By Daniel Etchells

Sir Craig Reedie was speaking at the IRB World Rugby ConfEx ©Getty ImagesInternational Olympic Committee (IOC) vice-president Sir Craig Reedie has warned that Qatar must adhere to the Olympic Charter on things like labour rights if they are ever to be awarded the Games. 

Sir Craig admitted he expected Doha to bid again for the Olympic Games following the announcement yesterday that the city will host the 2019 International Association of Athletics Federations (IAAF) World Championships.

But it is a decision that has proved controversial because of concerns over how foreign workers involved in the construction of many of the facilities being built for the 2022 FIFA World Cup are being treated. 

Qatar is failing to tackle the abuse of migrant workers, a report from Amnesty International published earlier this week claimed.

More than 180 migrant workers died in Qatar last year and a significant number are believed to have suffered injuries as a result of unsafe working practices, it is claimed. 

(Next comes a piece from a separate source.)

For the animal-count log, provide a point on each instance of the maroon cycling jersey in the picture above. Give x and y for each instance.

"They would have to fit the Olympic Charter before they were awarded an Olympic Games," said Sir Craig following the IAAF's decision. 

The Qatari capital beat rivals Barcelona and Eugene to win the right to stage the IAAF's flagship event having lost out to London for the 2017 edition and failed to even make the shortlist for the 2016 and 2020 Olympic and Paralympic Games, awarded to Rio de Janeiro and Tokyo respectively.

Doha beat Barcelona and Eugene to be awarded the 2019 IAAF World Championships ©IAAF
Doha beat Barcelona and Eugene to be awarded the 2019 IAAF World Championships ©IAAF

A key new element of the successful bid has been the shifting of the event away from the traditional staging time of August to early October, when Doha 2019 officials insist temperatures will be lower than they are during the IAAF Diamond League meetings held in May.

Sir Craig said Doha is "perfectly entitled" to bid for the Olympics on similar terms and leave the decision in the IOC's hands.

"Nobody should be under any illusions about their capacity to build the facilities that are necessary for sports events," he said. 

"It wouldn't surprise me if they decided to bid again for the Olympic Games - it's their right.

"I was certainly in favour the last time that, if they bid, they should be allowed to bid at dates that suited them rather than the traditional Olympic dates at the end of July, beginning of August, before the European football season and American football season.

"That window of opportunity in the Northern Hemisphere probably doesn't suit Doha."

Sir Craig was speaking after IOC President Thomas Bach had revealed the 40 proposals that make up Olympic Agenda 2020, the strategic roadmap for the future of the Olympic Movement, which will be discussed and voted on by the full IOC membership at the 127th IOC Session on December 8 and 9 in Monaco.

More flexibility in bidding, including joint bids from countries, and the opportunity for host cities to propose sports to feature in the Olympic Games, were among the main themes.